La Libye est aujourd'hui déchirée entre deux autorités rivales: le Gouvernement d'union nationale (GNA) dans l'Ouest, basé à Tripoli et reconnu par l'ONU, et un pouvoir incarné par Khalifa Haftar, homme fort de l'Est soutenu par une partie du Parlement élu et son président, Aguila Saleh.

"C'est un moment historique (...). Un rendez-vous avec l'Histoire", a déclaré le président tunisien Kais Saied à l'ouverture des pourparlers. Le consensus est réalisable "si les forces étrangères s'abstiennent de toute ingérence" en Libye.

Pour M. Saied, "ceux qui seront impliqués dans la phase de transition doivent s’engager à ne pas se présenter" aux élections générales, à "rédiger une Constitution provisoire" et à "fixer les dates des prochaines élections".

Depuis septembre, les deux camps rivaux, encouragés par l'ONU, sont retournés à la table des négociations avec des réunions thématiques au Maroc, en Egypte en Suisse et en Tunisie, pour tenter de mettre en place une feuille de route sur la transition dans le pays.

Ces séries de discussions ont été possibles après l'arrêt des combats entre les forces rivales en juin, après la mise en échec de l'offensive lancée par les pro-Haftar pour prendre le contrôle de Tripoli.

Le but des pourparlers de Tunisie est de choisir un conseil présidentiel de trois membres représentant la Cyrénaïque (Est), la Tripolitaine (Ouest) et le Fezzan (Sud) -les grandes régions libyennes-, et un chef de gouvernement chargé de former un cabinet unifié.

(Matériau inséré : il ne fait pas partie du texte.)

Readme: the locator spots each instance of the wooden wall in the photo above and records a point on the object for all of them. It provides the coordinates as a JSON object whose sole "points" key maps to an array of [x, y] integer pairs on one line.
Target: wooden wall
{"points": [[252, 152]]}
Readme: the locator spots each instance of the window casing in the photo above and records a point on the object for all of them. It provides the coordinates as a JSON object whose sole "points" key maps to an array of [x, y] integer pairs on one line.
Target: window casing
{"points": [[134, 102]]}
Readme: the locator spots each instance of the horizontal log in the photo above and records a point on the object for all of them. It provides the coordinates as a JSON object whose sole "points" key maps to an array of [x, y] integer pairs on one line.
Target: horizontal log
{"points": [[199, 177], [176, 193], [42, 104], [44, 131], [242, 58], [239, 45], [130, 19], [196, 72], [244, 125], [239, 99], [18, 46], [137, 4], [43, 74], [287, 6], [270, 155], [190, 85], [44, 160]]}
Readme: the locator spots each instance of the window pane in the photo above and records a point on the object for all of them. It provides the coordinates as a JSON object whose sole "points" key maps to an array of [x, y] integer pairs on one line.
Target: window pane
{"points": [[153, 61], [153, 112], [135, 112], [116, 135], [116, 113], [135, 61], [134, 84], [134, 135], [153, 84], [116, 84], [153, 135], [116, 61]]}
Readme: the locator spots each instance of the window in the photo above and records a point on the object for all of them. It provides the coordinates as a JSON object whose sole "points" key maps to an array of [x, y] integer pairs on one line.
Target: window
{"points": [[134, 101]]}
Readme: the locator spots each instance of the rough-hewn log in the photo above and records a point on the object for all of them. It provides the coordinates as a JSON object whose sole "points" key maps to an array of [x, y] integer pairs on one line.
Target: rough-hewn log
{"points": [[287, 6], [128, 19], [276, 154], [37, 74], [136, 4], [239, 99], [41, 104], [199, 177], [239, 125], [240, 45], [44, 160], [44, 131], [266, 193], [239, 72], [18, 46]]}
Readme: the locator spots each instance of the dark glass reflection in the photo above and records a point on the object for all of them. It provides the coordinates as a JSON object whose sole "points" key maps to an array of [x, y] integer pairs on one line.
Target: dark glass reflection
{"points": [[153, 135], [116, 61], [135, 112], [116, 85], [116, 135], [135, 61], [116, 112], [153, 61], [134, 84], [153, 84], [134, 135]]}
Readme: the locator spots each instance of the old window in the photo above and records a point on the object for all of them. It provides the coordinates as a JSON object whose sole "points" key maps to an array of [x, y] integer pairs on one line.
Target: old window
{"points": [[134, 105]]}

"Il y a là une occasion pour mettre fin au conflit tragique" et "façonner l'avenir de la Libye", a dit dans un discours enregistré le patron de l'ONU Antonio Guterres, diffusé au début des pourparlers.

En octobre, les parties en conflit ont signé un accord de cessez-le-feu historique en Libye, ouvrant la voie à une reprise de la production pétrolière, économiquement vitale, et à des progrès dans les négociations politiques.

"Les élections doivent être l'objectif ultime ici", a martelé dimanche la cheffe par intérim de la Mission d'appui des Nations unies en Libye (Manul), Stephanie Williams, présente aux négociations de Gammarth.